Além de todo o transtorno patrimonial, esse problema mecânico grave no motor poderia ter travado a roda traseira ou causado uma pane em movimento, o que quase resultou em um grave acidente. A gravidade da falha comprometeu totalmente a minha segurança física e rompeu qualquer relação de confiança que construí com a marca e com a concessionária ao longo de seis motocicletas.
2. Do Vício em Produto Essencial (Artigo 18, 3 do CDC) e Descumprimento Definitivo de Prazos Tratando-se de um defeito estrutural grave no motor de um veículo zero quilômetro, aplica-se perfeitamente o disposto no Artigo 18, 3 do Código de Defesa do Consumidor. O motor é o componente fulcral e essencial do veículo, e a sua abertura e retífica comprometem severamente a qualidade, gerando uma desvalorização comercial acentuada e injustificável para um bem novo. O consumidor tem o respaldo legal para recusar remendos ou reparos invasivos e exigir o dinheiro de volta.

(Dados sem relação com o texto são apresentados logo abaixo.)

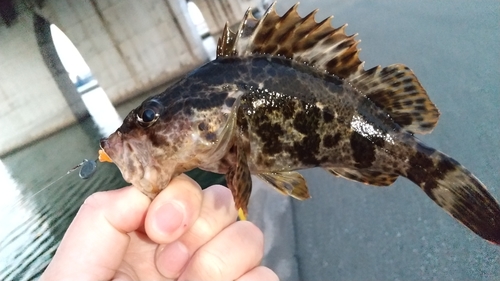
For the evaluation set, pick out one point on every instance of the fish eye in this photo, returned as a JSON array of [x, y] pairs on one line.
[[149, 114]]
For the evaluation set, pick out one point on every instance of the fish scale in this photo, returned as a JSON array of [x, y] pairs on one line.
[[286, 93]]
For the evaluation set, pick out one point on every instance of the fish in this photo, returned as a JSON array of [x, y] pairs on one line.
[[287, 93]]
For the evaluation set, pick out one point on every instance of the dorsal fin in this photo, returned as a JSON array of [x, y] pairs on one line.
[[398, 92], [394, 88], [301, 39]]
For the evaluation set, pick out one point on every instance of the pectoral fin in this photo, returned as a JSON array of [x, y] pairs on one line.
[[239, 181], [288, 183], [365, 176]]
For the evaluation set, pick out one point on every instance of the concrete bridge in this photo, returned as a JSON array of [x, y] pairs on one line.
[[130, 47]]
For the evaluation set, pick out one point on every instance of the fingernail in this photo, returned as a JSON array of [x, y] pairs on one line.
[[169, 217]]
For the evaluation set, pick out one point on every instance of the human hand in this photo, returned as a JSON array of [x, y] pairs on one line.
[[183, 234]]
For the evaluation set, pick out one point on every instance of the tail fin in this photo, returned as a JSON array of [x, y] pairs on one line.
[[457, 191]]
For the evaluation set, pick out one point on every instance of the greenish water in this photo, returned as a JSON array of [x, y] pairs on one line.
[[34, 223]]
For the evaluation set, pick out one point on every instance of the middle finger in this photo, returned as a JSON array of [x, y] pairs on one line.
[[217, 212]]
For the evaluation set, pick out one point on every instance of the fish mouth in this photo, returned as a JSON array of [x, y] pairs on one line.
[[135, 164]]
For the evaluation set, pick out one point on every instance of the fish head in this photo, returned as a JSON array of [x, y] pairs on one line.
[[168, 135], [153, 144]]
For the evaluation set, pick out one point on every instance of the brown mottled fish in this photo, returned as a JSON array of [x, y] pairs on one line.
[[288, 93]]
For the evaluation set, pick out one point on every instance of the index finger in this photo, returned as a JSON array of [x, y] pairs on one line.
[[96, 241]]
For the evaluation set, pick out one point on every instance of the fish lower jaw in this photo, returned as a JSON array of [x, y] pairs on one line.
[[148, 188]]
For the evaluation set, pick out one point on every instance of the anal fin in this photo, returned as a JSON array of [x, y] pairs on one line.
[[397, 90], [288, 183], [371, 177], [239, 181]]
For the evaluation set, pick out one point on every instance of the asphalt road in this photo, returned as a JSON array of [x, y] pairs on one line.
[[349, 231]]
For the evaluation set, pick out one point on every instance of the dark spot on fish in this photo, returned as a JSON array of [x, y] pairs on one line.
[[307, 149], [156, 140], [307, 121], [397, 105], [288, 109], [386, 71], [327, 116], [403, 119], [410, 88], [129, 147], [187, 110], [229, 102], [269, 134], [344, 45], [202, 126], [330, 141], [426, 125], [363, 150], [400, 75], [422, 168], [211, 136]]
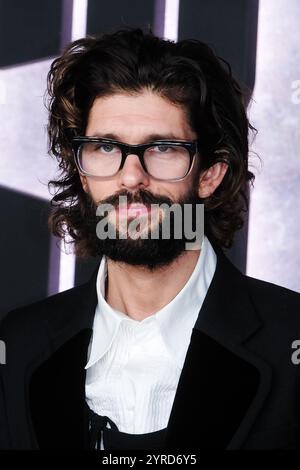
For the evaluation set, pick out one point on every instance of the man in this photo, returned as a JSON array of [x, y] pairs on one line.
[[168, 346]]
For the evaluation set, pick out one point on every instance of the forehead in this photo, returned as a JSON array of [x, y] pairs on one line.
[[135, 115]]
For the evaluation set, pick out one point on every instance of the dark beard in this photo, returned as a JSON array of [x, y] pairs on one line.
[[149, 252]]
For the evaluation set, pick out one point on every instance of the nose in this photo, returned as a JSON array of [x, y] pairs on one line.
[[132, 174]]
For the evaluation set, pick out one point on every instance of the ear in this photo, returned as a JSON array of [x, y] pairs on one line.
[[210, 179], [84, 183]]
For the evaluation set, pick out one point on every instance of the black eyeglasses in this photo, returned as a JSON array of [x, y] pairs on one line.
[[170, 160]]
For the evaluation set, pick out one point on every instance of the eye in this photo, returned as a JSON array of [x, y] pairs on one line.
[[106, 148], [162, 148]]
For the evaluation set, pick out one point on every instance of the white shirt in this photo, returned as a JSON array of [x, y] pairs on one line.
[[134, 366]]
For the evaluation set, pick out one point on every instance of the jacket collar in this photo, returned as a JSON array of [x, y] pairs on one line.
[[221, 389]]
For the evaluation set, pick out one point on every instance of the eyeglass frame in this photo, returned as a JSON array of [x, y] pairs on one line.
[[135, 149]]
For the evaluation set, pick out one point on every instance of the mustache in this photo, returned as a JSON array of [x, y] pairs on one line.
[[140, 197]]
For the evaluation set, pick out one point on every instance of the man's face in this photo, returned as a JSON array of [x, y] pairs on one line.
[[133, 119]]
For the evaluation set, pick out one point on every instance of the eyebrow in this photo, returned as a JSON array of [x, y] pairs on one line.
[[148, 138]]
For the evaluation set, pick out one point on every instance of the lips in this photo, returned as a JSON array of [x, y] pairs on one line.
[[133, 210]]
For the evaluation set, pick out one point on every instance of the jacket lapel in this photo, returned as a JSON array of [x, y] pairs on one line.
[[221, 389], [222, 386], [56, 384]]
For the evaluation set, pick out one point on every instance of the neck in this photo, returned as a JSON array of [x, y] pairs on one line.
[[139, 293]]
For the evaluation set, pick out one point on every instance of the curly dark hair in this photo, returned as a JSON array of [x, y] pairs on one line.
[[187, 73]]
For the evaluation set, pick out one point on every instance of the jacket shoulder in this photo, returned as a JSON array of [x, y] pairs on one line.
[[32, 318], [274, 301]]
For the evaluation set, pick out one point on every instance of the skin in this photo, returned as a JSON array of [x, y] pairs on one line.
[[133, 118]]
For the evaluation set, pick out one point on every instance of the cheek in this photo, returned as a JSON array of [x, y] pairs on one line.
[[99, 190]]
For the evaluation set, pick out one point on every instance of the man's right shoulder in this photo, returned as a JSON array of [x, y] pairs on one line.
[[34, 316]]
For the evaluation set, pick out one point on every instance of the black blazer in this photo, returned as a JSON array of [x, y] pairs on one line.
[[238, 389]]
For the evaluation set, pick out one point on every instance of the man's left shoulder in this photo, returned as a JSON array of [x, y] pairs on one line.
[[274, 301]]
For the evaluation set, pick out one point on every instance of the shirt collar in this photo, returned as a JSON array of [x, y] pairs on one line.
[[176, 319]]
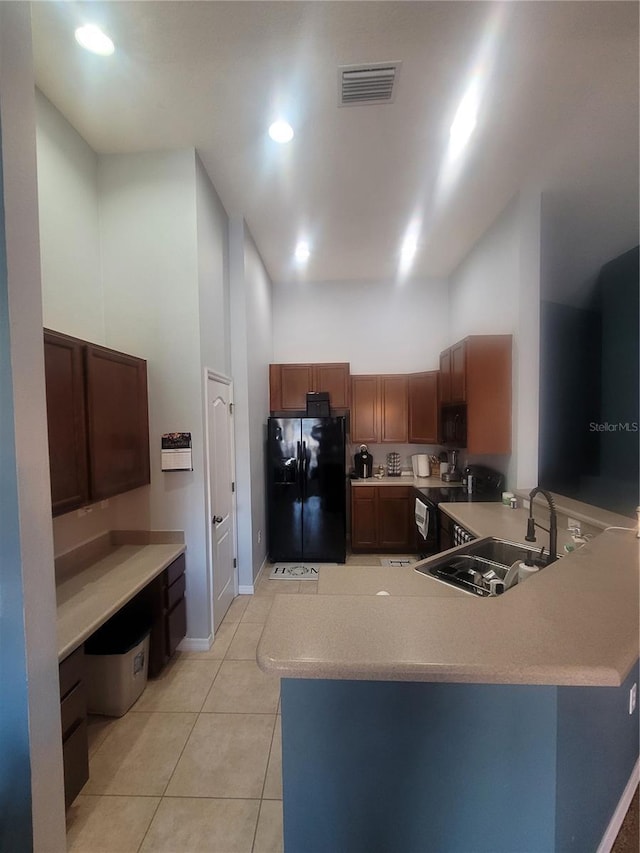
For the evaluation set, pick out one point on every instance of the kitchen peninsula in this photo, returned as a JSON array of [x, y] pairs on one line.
[[447, 722]]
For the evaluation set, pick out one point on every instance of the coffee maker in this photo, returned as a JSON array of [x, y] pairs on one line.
[[363, 463], [453, 475]]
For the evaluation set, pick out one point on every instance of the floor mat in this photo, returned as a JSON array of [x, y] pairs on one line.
[[296, 571]]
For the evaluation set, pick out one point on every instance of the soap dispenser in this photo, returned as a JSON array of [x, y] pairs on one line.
[[526, 569]]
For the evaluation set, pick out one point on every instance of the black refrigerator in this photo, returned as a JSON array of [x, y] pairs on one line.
[[306, 482]]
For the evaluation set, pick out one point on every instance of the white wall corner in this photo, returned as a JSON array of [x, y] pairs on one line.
[[38, 651], [527, 379]]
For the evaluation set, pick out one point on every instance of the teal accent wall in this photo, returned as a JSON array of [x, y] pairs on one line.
[[15, 774], [387, 767]]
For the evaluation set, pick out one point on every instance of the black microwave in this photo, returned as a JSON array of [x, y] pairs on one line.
[[453, 425]]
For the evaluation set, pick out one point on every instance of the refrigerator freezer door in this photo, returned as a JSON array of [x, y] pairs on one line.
[[284, 451], [323, 490]]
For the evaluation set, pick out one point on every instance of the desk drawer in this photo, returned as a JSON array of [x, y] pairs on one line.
[[75, 756], [175, 592], [175, 569], [176, 626], [73, 708], [71, 671]]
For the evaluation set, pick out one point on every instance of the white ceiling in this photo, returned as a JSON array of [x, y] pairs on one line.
[[213, 75]]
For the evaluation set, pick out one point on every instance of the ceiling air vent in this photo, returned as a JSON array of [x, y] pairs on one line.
[[367, 84]]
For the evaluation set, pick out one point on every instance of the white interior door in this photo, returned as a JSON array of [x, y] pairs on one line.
[[221, 503]]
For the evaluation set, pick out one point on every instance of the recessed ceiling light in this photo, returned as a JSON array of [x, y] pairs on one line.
[[409, 246], [302, 252], [465, 119], [92, 38], [281, 131]]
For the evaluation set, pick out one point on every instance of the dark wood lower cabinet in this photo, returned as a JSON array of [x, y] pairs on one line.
[[168, 614], [445, 532], [73, 715], [382, 519]]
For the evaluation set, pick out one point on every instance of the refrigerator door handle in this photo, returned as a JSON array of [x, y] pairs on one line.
[[304, 469]]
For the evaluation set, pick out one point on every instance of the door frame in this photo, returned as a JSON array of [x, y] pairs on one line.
[[224, 380]]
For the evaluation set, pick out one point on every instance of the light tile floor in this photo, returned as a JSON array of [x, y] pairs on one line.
[[196, 764]]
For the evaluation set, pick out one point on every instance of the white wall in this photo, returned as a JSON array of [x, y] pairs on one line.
[[72, 294], [378, 327], [213, 275], [260, 355], [251, 354], [27, 583], [148, 221], [69, 229], [496, 290]]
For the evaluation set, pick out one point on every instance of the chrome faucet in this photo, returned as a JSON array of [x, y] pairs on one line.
[[552, 530]]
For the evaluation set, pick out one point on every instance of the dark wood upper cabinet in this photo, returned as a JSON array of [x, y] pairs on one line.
[[382, 518], [364, 409], [488, 393], [423, 408], [394, 409], [98, 421], [379, 409], [458, 393], [333, 378], [295, 381], [117, 422], [289, 385], [477, 372], [445, 376], [395, 522], [64, 374]]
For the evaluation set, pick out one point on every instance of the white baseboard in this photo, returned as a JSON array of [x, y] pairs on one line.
[[196, 644], [619, 814], [249, 589], [260, 571]]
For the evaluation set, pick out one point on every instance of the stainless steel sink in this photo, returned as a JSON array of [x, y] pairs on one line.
[[481, 566]]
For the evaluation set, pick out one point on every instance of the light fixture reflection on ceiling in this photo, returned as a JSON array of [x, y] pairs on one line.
[[302, 252], [409, 246], [465, 119], [92, 38], [281, 131]]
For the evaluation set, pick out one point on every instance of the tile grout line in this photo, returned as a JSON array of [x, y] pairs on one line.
[[264, 783]]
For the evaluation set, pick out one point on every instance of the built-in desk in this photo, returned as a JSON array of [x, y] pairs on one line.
[[88, 599], [94, 583]]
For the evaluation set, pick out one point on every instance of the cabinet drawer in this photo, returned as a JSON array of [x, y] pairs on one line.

Em devolutiva oficializada em 20/05/2026, a própria fabricante já havia confessado textualmente que não tinha previsão logística para a entrega da peça. Para piorar o cenário de descaso, no dia 05/06 me foi prometido formalmente um posicionamento resolutivo para hoje, dia 09/06/2026. Mais uma vez, não obtive qualquer resposta da concessionária. Precisei ligar por conta própria para receber a absurda devolutiva de que "deve esperar".
O prazo peremptório e legal de 30 dias (Artigo 18, 1 do CDC) para a solução definitiva já se encontra integralmente esgotado e descumprido. Diante dessa quebra consecutiva de prazos e do total desrespeito no pós-venda, formalizei hoje a minha SEGUNDA NOTIFICAÇÃO EXTRAJUDICIAL DE RÉPLICA, mudando minha postura de forma definitiva: não aceito mais a troca da motocicleta e recuso qualquer abertura de motor. Não acredito mais na marca, não quero mais vínculo com ela e exijo estritamente a devolução do meu dinheiro e o ressarcimento dos gastos.
3. Prejuízos Materiais e Indevidos (Boutique) Como se não bastasse o problema principal, há uma completa inércia da loja em resolver um erro de cobrança na área de boutique (*****). Durante o evento Triumph Classic Day, foram cobrados valores acima dos anunciados em loja, gerando um superfaturamento de R$ 619,00. O erro foi formalmente reconhecido pelo SAC no dia 29/04/2026, mas há mais de 40 dias o estorno não foi realizado, configurando nítida retenção indébita por parte da concessionária.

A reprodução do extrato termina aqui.